Metaverse, son zamanlarda en çok merak edilen ve aranan konular arasında. Özellikle Facebook’un isim kararının da ardından vurgu yapılan bu kavram, ciddi seviyede hem değer kazandı hem de geleceğin daha erken gelecek olduğunu da bize hissettirmeyi başardı 🙂 Dilerseniz hemen kavrama değinmeye başlayalım.

Metaverse kavramının tarihini araştırdığımızda biz gençler için aslında çok da yeni olmadığını görmüş oluyoruz. ilk kez 1992 yılında Snow Crash isimli bir bilim kurgu romanında kullanılmış. Günümüzde sanal gerçekliğe dair kavramlarla daha çok anıyor olsak da kavramımızın alanı sürekli gelişme göstermekte. NFT’den tutun da 5G’ye kadar birçok alanda karşımıza çıkar oldu. Özellikle ben son zamanlarda bu kelimeyi duyduğumda yapay zeka ile alakalı filmleri anımsamaktayım ve “acaba bizi ele mi geçirecekler? :)” diye düşünmekteyim. Şakayı bir kenarı bırakalım ancak oyun kurucular muhtemelen bizi yeni medya olarak anılan dönemimizin de ötesine, bambaşka bir evrene taşıyacaklar gibi duruyor. Yazımın kapak fotoğrafı da bu sebeple oyun kuranları anıyor 🙂

Metaverse kelimesinde Yunanca’dan esintiler bulmak mümkün. Meta; sonra, öte anlamlarına geliyor. Hepimizin hakim olduğu universe ile de birleşince hemen bir evrenötesi diyiveriyoruz. Gizemi isminden de belli bir hayli açıkçası. Peki evrenden öteyi tanımlamak zaten son teknolojileri kullandığımıza inandığımız dünyada nasıl olacak? 🙂

Dijitale dair ne varsa tek bir dünyada birleştirilmek isteniyor. Bu bloğu oluştururken hedeflediğim sanal karakterimle fazlasıyla örtüşen bir karar. İlk etapta gözümüzü ayıramadığımız ekranlarla ilgili olarak sıkça duyduğumuz “bu dünyaya dön artık!” lafı gerçek bir terim haline geliyor. Metaverse kavramıyla özdeşleşen bir kurgusal evren bizi bekliyor. Sanal gerçeklik temelli oluşturulan bu sistemi gerçekten ayırt etmek de zaman geçtikçe muhtemelen zorlaşacaktır…

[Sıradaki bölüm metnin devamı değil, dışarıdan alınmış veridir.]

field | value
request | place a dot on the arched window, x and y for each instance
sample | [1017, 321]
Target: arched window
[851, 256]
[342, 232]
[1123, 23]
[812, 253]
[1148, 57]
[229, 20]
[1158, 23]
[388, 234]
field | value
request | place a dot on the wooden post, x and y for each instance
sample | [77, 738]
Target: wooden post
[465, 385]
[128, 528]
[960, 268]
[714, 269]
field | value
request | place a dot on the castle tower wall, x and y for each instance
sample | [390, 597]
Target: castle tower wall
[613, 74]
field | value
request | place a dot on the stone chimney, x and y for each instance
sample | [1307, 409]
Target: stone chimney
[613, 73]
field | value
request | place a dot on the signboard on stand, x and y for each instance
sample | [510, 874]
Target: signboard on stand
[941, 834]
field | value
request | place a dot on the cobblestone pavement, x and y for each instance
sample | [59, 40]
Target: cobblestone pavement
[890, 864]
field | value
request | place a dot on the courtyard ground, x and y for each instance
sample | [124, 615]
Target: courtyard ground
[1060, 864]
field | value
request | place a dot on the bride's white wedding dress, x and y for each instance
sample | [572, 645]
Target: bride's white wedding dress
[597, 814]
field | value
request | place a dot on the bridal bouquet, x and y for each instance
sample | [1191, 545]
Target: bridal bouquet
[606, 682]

Sanal Evren ve Yeni Medya Kavramının Değişim Unsuru: Metaverse

İlk etapta web 1.0 ve içerik eklenebilen ancak karşılıklı etkileşime izin vermeyen web 2.0 ile insanlar “neler oluyor abi?” diye düşünmüştür muhtemelen. Ancak teknolojinin gelişimi kesinlikle durdurulamaz bir hale gelirken fazlasıyla da hızlanıyor. Metaverse ile etkileşimlerimizin boyutu ciddi seviyede değişecek. İçerisinde kaybolduğunuz bir dijital evren düşünmenizi istesem emin olun abartmış olmam… Sanal gerçeklik kavramıyla çoğumuz mutlaka bir yerde karşılaşmışızdır. Sanal gerçeklik alanlarımızın arttığı her nokta metaverse yatırım değerinde aslına bakarsanız. Teknoloji ve dijital açısından dev olarak adlandırabileceğimiz Facebook gibi şirketlerin de buna ciddi yatırım yapıyor oluşu kavramı daha da popüler kılıyor. Facebook’taki değişimin açıklanış biçimi bile kavramla ilgili merakın artmasının çok ciddi sebebi olmaya yeterli 🙂 Buraya link bırakıyorum ! Şirketlerin yatırımla desteklediği bu sanal evrenin sadece oyunlarla alakalı olmadığını kabullenmemiz ve bu evreni daha geniş bir şekilde beklememiz gerekiyor. Hayal edebildiğimiz birçok şeyin bu evrende yer alacağını düşünebiliriz. İnternetin geleceği olarak ifade etsek herhalde yanlış olmaz. Bu da internetsiz evlerin varlığının artık bize hayal olarak geleceği anlamını taşıyor 🙂

Uzun lafın kısası muhtemelen birkaç yıl sonra metaverse bloğumda bir kategori haline gelecek. Halihazırda somut bir şeyler canlanmıyor olsa da aklımıza sanal gerçekliğin hayatımıza uygulanabileceği alanların sınırı yok. Sosyal medyada adım atabildiğimi, profil ziyaretlerini misafirliğe gider gibi yaptığımı düşünmek şimdilik korkutuyor ama…

Ben Orhan Şengün. Beraber öğrenmekten ve dijital dünyaya dair sohbet etmekten mutluluk duyuyorum!